Whilst the success of Brentford and Midtjylland may seem insignificant when compared to the giants of the sport, they are two of the most overachieving sides in the whole of Europe. Fans and the media consider success in terms of how many trophies a team wins. Manchester United and Liverpool are often the given examples for English football’s most successful ever sides.
However, a more accurate gauge of success would be attained by looking at the performance of teams compared to their expected performance based on finances. Manchester United and Liverpool, and Chelsea and Manchester City in more modern times, are extremely wealthy sides. Success, as it is traditionally assessed, is guaranteed for such clubs. Players are drawn to money like moths to a flame, meaning the clubs who can pay the highest wages will undoubtedly be the most successful. Outside of the media attention, there are clubs much more deserving of praise, clubs who should be commended for overachieving.
Should one assign each team an expected league position based on finances and compare it to their actual position in the EFL, Brentford’s three consecutive top ten finishes in the Championship would render them one of the most overachieving teams in footballing history. In their most recent campaign, the 2016/17 Championship season, Brentford had a wage budget of roughly £172k per week. This meant that they were ranked 21st out of the twenty-four teams financially. Only three sides spent less on player wages than the West London outfit. The average amount that Championship clubs spent per week on player salaries in 2016/17 was £375k. This meant that the average team could have bankrolled Brentford’s player wages twice over. The Bees finished above teams like Aston Villa (who spent £951k per week), Cardiff City (£440k), Nottingham Forest (£339k), QPR (£402k) and Wolves (£444k).
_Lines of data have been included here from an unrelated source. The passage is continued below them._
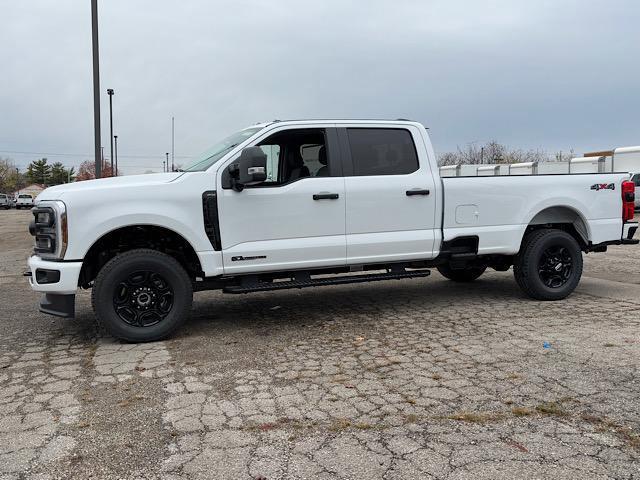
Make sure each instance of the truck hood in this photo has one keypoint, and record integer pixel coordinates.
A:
(129, 181)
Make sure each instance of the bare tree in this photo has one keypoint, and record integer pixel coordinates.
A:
(491, 152)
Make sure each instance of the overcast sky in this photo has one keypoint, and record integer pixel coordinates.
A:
(548, 74)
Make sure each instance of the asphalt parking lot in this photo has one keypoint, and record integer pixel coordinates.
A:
(405, 379)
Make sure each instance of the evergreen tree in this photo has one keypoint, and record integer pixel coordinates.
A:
(39, 171)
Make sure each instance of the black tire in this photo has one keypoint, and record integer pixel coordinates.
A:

Brentford’s finances should have seen them fighting a relegation battle. Benham’s analytical system and innovative approach to football meant they were able to finish in the top ten of the Championship. To put this achievement into perspective, the average wage budget of the other nine teams in the top ten was £511k, three times larger than Brentford’s. Bear in mind the Bees also finished 9th in 2015/16, and an incredible 5th in 2014/15. Benham’s system has consistently enabled Brentford to defy the odds.
It may seem strange that the Oakland Athletics achieved such prominence within the sport of baseball so quickly, whilst Brentford have almost completely slipped under the radar of the footballing world. This can be explained by the fact that, whilst the Oakland A’s are competing against fourteen other teams in Major League Baseball, Brentford are essentially competing against ninety-one other teams in the English Football League. It is easier to spot an overachieving team in a smaller league than in a large one.
The fact that Brentford are able to slip under the radar allows their pioneering methods to go unnoticed. The Bees share the limelight with almost one hundred other professional sides, meaning that Benham and his club are able to hide in the shadows of football’s giants. Billy Beane’s methods were outed fairly quickly because his Oakland team had nowhere to hide. The English football media pay little attention to teams outside of the top divisions of European football, allowing Benham’s revolutionary analytical approach to remain virtually undetected.
Just as Beane overcame his critics and revolutionised the sport of baseball, so too does Benham appear to be doing the same in the sport of football. Brentford’s incredible record is down to the revolutionary statistical methods that their owner has deployed. Benham has shown that, by exploiting the many inefficiencies that exist within football, any team has the potential to overachieve.